The Christmas carol begins; “While shepherds watched their flocks by night.” I was taught the only time shepherds watched their flocks was when the lambs have their young, which only happens in the spring of the year. Doesn’t that mean the Jewish month of Nissan (March-April) has to be when Jesus was born?
Someone has misled you. Shepherds watched their flocks through out the year to guard against wild animals attacking them and to keep them from just wandering off, as sheep are prone to do. The only time they didn’t do so is during the winter when cold weather required the flocks to be sheltered. This is one of the arguments against a December birth date for the Lord. The climate around Jerusalem can be quite cold and rainy during the late winter and would not permit pasturing flocks in the open fields. Most people prefer an early fall birth date.

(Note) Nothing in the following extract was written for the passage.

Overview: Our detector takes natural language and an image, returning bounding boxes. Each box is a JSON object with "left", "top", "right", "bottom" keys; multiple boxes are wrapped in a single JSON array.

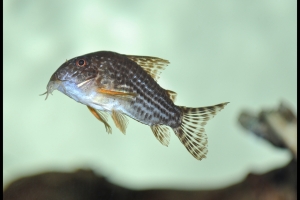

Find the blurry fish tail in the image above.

There is a tradition that the shepherds were tending special Temple flocks the night the Lord was born. (Bethlehem is only 5 miles from Jerusalem.) These flocks were used as sacrificial animals and were bred to minimize the incidence of spots or blemishes that would have made them unsuitable for use. In a sense they were born to die for the sins of the people, which made them a strikingly clear model of the Lord Jesus, who was born for the same purpose. If this is true, it would have been fitting that the shepherds who watched over them were the first to learn of His birth.